Appellants, Robert C. Anderson and Violet C. Anderson, brought an action in the Sixth Judicial District, Park County, to recover damages resulting from an alleged “constructive” discharge of Robert C. Anderson and other related torts arising from violations of good faith and fair dealing by his employer. Violet C. Anderson alleges negligent and intentional infliction of emotional distress arising from her husband’s charges against respondents.

On January 24, 1984, at a hearing before the District Court, several pending motions were decided, including motions by both parties for summary judgment. At that hearing, the judge dismissed appellants’ *3 case, holding that it was preempted by federal labor law according to Allis-Chalmers v. Lueck (1985), 471 U.S. 202, 105 S.Ct. 1904, 85 L.Ed.2d 206.

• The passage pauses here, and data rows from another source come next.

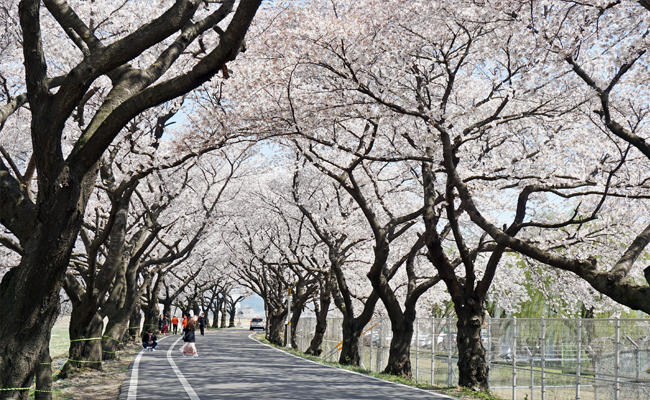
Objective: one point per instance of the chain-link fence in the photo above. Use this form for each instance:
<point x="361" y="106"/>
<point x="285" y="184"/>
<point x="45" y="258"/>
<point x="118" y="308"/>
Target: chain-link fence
<point x="532" y="359"/>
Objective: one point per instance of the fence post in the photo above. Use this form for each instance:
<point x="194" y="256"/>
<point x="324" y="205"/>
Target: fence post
<point x="489" y="349"/>
<point x="450" y="370"/>
<point x="372" y="334"/>
<point x="617" y="359"/>
<point x="514" y="358"/>
<point x="578" y="358"/>
<point x="543" y="358"/>
<point x="532" y="373"/>
<point x="380" y="344"/>
<point x="417" y="347"/>
<point x="434" y="340"/>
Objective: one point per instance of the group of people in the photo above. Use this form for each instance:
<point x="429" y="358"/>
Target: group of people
<point x="150" y="340"/>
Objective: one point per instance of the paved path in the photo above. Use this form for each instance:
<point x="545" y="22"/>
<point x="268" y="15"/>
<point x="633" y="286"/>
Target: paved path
<point x="233" y="366"/>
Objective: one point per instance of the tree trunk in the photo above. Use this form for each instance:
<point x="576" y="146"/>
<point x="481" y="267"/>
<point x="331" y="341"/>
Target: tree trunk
<point x="150" y="318"/>
<point x="29" y="293"/>
<point x="44" y="377"/>
<point x="134" y="322"/>
<point x="85" y="342"/>
<point x="223" y="316"/>
<point x="316" y="345"/>
<point x="472" y="368"/>
<point x="122" y="322"/>
<point x="275" y="328"/>
<point x="351" y="334"/>
<point x="399" y="357"/>
<point x="215" y="312"/>
<point x="167" y="309"/>
<point x="231" y="322"/>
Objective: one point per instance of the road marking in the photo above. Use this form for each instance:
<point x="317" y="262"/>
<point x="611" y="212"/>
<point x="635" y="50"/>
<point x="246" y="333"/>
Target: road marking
<point x="133" y="384"/>
<point x="440" y="396"/>
<point x="179" y="374"/>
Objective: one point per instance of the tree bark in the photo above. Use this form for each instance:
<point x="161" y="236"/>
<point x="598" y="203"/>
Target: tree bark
<point x="399" y="357"/>
<point x="275" y="327"/>
<point x="223" y="316"/>
<point x="44" y="377"/>
<point x="315" y="346"/>
<point x="85" y="342"/>
<point x="472" y="367"/>
<point x="121" y="323"/>
<point x="29" y="293"/>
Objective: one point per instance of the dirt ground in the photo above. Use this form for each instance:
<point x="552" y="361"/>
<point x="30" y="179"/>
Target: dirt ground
<point x="96" y="385"/>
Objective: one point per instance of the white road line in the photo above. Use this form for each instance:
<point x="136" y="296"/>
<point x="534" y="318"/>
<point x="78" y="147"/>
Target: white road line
<point x="179" y="374"/>
<point x="440" y="395"/>
<point x="133" y="384"/>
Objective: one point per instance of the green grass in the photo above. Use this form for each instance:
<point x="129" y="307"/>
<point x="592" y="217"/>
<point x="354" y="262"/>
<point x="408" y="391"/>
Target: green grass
<point x="451" y="391"/>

The issues presented for our review on appeal are as follows:

1. Are appellants’ tort claims preempted by the National Labor Relations Act, thereby denying the State District Court subject matter jurisdiction?

2. Does the District Court dismissal deny appellants due process of law and equal protection as guaranteed by the Montana Constitution?

3. Did the District Court err by dismissing the claims of appellant, Violet C. Anderson?

4. Did the District Court err by denying appellants’ motion for partial summary judgment on the question of vacation pay?

We affirm the District Court on all issues.

Appellant, Robert C. Anderson, was employed by TW Services, a concessionaire in Yellowstone National Park. In 1970, appellant began work as a mechanic in the company’s garage located near Gar-diner, Montana, just inside the Park boundary. From May of 1971 through July 1, 1982, appellant was the shop foreman at this facility. TW Services operates a fleet of cars, buses, trucks, snowmobiles, boats and snow cats in Yellowstone. These vehicles are maintained and repaired by the mechanics at the Gardiner garage.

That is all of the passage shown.